Any option involving our existing data pipeline would demand some major efforts to adjust the external data that we acquire to the formats expected by Geoserver queries. The cons of using the existing pipeline violate the latter two requirements of churning this out quickly and ensuring we’re not harming too many of our systems.

This requires some creative thinking. Why do we need to involve our data pipeline at all? Our ETL jobs do a lot to cross-reference, aggregate, and distill device data, but in this case, the data is already aggregated and available as geographic coordinates. To include Postgres and Geoserver in fetching the data would be a redundancy, as we discovered that on top of Geoserver support, the OpenLayers library we use for the web map also supports loading simple GeoJson files. We can do minimal data processing and aggregation to transform the daily CSV from the Corona Data Scraper project into a simple JSON file. Since the data is objectively quite small (around 500Kb), the application can easily cache it in memory and then refresh the cache whenever new data is available.

From here, it is fast, smooth sailing. We have a data-pull python script that downloads the CSV from Corona Data Scraper and performs minimal business logic to filter for US data and data at the county level, using fairly standard libraries such as Pandas. After that, the script extracts the coordinates and county names from the filtered CSV and writes those as a geo-JSON file.

Studio’s COVID-19 layer geo data process

In the application, we set up a simple file listener using java.nio’s WatchService, which is running on a thread separate to that of the rest of the Spring application. What’s ideal about WatchService (introduced in Java 7) is that it doesn’t periodically poll to get updates from the file system. While waiting for notifications, the service blocks execution and does not consume any CPU.

WatchService code snippet from Studio backend.
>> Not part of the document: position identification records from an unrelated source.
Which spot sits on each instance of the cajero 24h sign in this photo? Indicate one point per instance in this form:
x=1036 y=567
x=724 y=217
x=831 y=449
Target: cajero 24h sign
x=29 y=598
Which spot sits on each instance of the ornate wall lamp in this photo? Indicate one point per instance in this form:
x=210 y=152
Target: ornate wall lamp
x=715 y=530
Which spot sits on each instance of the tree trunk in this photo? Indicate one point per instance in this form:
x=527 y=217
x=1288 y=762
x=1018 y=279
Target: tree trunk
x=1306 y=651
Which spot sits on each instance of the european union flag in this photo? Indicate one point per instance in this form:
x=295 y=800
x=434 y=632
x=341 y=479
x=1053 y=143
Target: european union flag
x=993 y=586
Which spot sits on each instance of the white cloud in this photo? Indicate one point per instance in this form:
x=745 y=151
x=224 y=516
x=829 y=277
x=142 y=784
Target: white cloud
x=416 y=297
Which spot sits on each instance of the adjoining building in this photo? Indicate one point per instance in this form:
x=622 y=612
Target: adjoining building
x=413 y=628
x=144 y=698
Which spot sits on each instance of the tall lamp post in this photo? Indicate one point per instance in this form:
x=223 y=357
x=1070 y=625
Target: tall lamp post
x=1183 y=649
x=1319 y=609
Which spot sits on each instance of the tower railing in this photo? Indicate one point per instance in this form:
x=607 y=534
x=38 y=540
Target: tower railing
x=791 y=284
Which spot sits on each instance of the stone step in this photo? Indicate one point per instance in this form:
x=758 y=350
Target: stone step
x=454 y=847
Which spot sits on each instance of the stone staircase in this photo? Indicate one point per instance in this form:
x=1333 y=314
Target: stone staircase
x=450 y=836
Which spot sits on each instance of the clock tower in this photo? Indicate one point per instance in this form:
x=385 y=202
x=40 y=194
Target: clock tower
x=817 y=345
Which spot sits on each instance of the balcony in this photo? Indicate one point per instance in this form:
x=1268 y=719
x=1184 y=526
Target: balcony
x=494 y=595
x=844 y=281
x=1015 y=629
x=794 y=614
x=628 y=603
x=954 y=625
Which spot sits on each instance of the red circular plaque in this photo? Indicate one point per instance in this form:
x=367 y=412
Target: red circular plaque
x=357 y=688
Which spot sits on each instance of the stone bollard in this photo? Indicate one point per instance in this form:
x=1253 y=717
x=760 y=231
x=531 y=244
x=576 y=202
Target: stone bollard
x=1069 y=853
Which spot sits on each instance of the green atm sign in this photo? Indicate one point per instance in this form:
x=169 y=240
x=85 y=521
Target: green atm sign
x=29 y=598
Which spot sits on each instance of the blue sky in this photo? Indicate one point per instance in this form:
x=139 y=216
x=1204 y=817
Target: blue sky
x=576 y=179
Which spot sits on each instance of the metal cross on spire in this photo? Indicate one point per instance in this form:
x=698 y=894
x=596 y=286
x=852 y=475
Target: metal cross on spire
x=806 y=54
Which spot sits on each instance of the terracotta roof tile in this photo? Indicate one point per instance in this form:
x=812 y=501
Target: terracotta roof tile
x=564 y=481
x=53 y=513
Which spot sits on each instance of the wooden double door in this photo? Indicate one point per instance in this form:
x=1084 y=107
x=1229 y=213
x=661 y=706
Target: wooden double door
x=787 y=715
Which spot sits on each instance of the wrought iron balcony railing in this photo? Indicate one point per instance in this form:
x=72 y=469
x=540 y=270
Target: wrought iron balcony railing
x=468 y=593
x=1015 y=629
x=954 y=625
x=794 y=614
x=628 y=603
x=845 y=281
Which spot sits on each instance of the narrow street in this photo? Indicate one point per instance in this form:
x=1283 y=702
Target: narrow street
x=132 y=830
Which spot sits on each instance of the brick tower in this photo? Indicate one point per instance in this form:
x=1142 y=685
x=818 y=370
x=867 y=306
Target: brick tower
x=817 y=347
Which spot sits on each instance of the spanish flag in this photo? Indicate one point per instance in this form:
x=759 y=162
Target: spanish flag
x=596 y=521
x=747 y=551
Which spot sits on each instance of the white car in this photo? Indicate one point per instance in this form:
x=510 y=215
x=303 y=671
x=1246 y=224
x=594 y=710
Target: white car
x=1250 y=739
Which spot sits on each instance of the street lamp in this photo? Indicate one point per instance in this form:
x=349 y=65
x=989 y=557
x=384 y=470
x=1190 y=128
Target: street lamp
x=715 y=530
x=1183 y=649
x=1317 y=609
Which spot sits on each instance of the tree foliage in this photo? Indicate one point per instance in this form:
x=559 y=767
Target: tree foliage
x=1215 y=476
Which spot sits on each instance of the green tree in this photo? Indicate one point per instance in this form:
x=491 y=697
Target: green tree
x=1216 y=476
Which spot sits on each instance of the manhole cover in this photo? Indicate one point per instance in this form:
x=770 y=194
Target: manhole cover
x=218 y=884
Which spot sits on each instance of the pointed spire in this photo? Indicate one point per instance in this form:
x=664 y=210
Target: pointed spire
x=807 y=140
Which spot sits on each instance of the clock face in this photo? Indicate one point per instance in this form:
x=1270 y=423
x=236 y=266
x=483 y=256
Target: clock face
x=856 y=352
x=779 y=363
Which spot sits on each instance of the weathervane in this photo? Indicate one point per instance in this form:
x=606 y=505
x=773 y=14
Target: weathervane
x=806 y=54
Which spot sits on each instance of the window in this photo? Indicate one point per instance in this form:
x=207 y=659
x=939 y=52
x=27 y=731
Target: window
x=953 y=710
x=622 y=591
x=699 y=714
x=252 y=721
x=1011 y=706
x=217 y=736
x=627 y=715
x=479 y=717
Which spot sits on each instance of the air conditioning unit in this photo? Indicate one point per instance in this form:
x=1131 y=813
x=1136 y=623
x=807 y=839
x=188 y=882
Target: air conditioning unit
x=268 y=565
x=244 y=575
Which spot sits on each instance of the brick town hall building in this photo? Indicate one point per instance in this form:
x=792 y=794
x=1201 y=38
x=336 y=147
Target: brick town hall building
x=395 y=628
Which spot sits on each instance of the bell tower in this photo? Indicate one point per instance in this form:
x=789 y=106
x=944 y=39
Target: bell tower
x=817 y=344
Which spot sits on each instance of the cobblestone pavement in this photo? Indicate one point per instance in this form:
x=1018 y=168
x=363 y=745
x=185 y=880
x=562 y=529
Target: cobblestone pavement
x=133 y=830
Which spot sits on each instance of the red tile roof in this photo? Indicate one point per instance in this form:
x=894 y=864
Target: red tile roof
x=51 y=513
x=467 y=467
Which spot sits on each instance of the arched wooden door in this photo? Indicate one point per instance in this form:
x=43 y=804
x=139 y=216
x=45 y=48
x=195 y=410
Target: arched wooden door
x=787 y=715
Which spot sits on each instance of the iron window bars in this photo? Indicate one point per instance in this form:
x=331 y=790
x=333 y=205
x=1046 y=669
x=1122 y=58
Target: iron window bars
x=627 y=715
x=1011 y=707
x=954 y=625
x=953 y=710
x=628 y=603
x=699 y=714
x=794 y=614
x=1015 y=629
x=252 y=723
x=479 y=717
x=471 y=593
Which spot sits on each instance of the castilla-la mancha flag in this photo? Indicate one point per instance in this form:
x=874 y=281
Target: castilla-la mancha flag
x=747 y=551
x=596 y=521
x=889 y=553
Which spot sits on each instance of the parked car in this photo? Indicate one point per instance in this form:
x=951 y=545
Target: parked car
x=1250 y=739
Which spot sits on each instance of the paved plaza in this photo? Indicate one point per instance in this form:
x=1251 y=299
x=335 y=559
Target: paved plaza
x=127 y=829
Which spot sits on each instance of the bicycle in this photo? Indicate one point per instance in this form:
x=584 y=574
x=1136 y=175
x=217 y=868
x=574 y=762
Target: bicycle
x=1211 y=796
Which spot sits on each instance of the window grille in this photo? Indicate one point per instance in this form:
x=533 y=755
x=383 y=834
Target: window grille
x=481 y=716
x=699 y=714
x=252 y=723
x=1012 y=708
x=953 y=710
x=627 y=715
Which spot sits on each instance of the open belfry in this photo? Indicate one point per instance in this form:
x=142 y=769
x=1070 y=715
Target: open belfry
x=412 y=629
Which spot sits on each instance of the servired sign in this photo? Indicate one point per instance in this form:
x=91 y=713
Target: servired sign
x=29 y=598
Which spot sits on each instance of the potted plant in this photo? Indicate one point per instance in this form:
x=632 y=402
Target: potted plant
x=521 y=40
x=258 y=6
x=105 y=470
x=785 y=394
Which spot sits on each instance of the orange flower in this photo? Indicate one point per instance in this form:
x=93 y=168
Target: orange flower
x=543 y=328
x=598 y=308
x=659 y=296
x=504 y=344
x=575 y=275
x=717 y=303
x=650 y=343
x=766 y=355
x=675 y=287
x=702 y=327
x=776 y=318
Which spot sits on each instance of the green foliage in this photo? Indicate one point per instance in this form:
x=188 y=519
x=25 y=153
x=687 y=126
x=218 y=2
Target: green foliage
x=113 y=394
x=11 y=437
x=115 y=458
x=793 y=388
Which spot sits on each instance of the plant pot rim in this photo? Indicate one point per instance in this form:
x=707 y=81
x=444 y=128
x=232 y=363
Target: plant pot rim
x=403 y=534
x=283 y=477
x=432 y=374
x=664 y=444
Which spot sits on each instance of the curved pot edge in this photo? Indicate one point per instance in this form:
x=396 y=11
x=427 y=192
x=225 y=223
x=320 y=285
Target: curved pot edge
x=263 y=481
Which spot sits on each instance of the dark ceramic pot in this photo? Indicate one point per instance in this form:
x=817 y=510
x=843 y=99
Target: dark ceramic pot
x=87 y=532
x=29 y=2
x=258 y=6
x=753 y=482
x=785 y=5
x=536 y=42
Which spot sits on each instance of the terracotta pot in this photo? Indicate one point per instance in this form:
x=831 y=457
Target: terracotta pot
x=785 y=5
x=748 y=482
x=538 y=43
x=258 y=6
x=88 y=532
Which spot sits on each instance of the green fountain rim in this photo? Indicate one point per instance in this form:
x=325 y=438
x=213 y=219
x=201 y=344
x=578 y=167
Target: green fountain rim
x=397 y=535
First, we register the target directory’s Path object to a WatchService object, to get notified whenever a new entity is created. Then, the `watchServie.take()` call blocks until such an event occurs.

Visual Features

For the user interface, we have a simple toggle button similar to our existing night mode toggle. This button enables or disables the COVID-19 map layer. It highlights the COVID-19 layer feature as an added dimension of valuable metadata to existing audience offerings. As an unexpected bonus, toggling both the new COVID-19 layer and our existing night mode on makes things look way cool!

After the initial release, we added alerting and failsafe mechanisms against script failures and data outages by monitoring file sizes and timestamps. We also set up a scheduled cleanup script to make sure that while we have some predefined retention of old data.

Closing Thoughts and Next Steps

The COVID-19 crisis reinforces how we must quickly adapt to help our customers through changing situations. It is an excellent reminder of how software engineering projects should always strive for simplicity, speed, and practicality. As seen with this project, it’s not always practical to do things “as we’ve always done.” It’s also not necessarily easier to build up existing software — in some cases, it’s beneficial to write new, independent processes that can be significantly simplified. Had we gone with forcing the COVID-19 data on our existing geo data pipeline, we would have ended up with a much larger feature, a longer development process, and likely quite a bit of custom logic somewhere along the existing pipeline. Instead, we were able to produce a quick solution to an ephemeral problem, with a minimal footprint on our codebase.

At the time of writing, we are still adapting to the physical, mental, sociological, economic, and technical challenges created by the COVID-19 situation. When we continue to work together to simplify, solve, and improve upon every challenge we face, we will persevere. See you all, IN PERSON, on the other side!